Exploitation context
The source bundle does not show CISA KEV listing or cited active exploitation. Exploitation requires the attacker to intercept client-to-PLC traffic, so network position is the key prerequisite. The outcome is credential disclosure, which may enable later unauthorized PLC access depending on configuration and privileges.
Researcher notes
Evidence supports credential exposure via insufficient password protection during authentication over TCP/102. The provided data does not include exploit maturity, patch details, or confirmed exploitation. Treat vendor advisory SSA-381684 as the authoritative source for remediation specifics.
Mitigation direction
Review Siemens SSA-381684 for product-specific remediation or compensating controls.
Restrict TCP/102 access to approved engineering and management systems where feasible.
Keep PLC authentication traffic on trusted, segmented OT network paths.
Investigate and rotate PLC credentials if interception is suspected.
Align any controller changes with OT change-control and vendor guidance.
Validation and detection
Inventory Siemens assets matching the affected product list and all-version scope.
Identify where TCP/102 is reachable between clients and PLCs.
Review network paths where PLC authentication traffic could be observed.
Check logs and monitoring for unexpected access to PLC engineering services.
Confirm remediation status against Siemens SSA-381684.
Generated from the cited source records. This long-tail analysis has not been individually reviewed by a named human.
Potential ATT&CK relevance
Conservative CVE-to-ATT&CK context
These mappings and lookup hints may be relevant to the vulnerability behavior, CWE, affected product, or exposure path. Glexia-inferred context is not an official MITRE, ATT&CK, CWE, or CVE Program mapping.
ATT&CK lookup starting points
Use these exact CWE pages and searches to review the Glexia ATT&CK library from this CVE's weakness and description context.
cwe · medium confidence lookup
CWE-522: Credential and account abuse lookup
Authentication and credential weaknesses can make valid-account abuse and credential telemetry useful review starting points. Open the exact CWE lookup page first, then review the ATT&CK searches from that MITRE weakness context. This is a Glexia lookup hint, not an official ATT&CK mapping.
The CVE wording references authentication or credential exposure, so valid-account and credential-access review may help. This is a Glexia inferred lookup path, not an official MITRE, ATT&CK, or CVE Program mapping.
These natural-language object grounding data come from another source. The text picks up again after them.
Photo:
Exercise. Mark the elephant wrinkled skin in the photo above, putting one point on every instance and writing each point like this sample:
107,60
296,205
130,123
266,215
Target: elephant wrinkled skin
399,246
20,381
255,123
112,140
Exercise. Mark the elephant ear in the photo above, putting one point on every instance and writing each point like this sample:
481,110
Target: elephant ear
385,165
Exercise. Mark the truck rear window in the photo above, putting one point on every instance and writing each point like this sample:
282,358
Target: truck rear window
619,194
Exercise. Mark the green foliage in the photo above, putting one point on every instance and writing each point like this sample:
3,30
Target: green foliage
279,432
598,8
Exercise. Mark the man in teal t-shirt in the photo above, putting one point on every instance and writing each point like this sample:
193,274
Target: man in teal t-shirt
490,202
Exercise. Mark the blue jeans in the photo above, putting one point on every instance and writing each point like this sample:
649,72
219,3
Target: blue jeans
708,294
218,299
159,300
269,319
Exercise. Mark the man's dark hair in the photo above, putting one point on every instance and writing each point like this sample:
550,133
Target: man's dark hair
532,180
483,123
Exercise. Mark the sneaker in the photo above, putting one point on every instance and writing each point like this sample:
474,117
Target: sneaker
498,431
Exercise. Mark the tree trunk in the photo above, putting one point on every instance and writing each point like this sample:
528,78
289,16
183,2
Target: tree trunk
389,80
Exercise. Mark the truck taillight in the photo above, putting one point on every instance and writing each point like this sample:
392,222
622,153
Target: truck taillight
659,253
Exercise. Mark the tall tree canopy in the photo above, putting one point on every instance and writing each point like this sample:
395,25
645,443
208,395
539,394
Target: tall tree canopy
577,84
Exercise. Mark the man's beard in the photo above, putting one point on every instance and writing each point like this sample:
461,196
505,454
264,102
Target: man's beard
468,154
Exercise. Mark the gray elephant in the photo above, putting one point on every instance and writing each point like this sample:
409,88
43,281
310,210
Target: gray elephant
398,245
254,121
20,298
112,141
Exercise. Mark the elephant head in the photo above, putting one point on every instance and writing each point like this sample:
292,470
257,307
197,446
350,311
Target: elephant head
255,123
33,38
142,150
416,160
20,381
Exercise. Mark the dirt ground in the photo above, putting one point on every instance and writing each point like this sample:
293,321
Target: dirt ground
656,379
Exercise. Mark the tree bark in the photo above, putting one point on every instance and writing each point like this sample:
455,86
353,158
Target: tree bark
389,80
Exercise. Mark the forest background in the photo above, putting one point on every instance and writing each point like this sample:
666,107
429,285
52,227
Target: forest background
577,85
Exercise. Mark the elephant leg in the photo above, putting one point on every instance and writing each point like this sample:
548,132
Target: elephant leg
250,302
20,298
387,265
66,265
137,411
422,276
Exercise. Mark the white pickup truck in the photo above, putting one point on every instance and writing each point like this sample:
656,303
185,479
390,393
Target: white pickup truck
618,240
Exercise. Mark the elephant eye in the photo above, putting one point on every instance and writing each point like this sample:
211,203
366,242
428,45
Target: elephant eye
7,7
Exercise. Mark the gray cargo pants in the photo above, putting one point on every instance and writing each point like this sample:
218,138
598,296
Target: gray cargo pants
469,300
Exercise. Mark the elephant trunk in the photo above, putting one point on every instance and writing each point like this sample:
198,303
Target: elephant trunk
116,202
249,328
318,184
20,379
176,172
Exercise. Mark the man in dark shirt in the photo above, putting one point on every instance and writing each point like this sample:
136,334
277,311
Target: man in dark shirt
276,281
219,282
These fields come from the CVE record and ADP containers, not from Glexia's Take. They preserve time-varying source decisions such as CISA SSVC, KEV status, CVSS metrics, and provider references.
We collect every scored CVSS vector available in the official CNA and ADP containers. When more than one version is present, the table keeps the source vectors side by side instead of collapsing them into the highest score.
CWE links open Glexia weakness intelligence pages with official CWE context, developer remediation guidance, and related CVE mappings.
CWE-522 · source CWE mapping
Insufficiently Protected Credentials
Insufficiently Protected Credentials represents a recurring weakness pattern that can create exploitable paths when design, validation, or implementation controls are missing.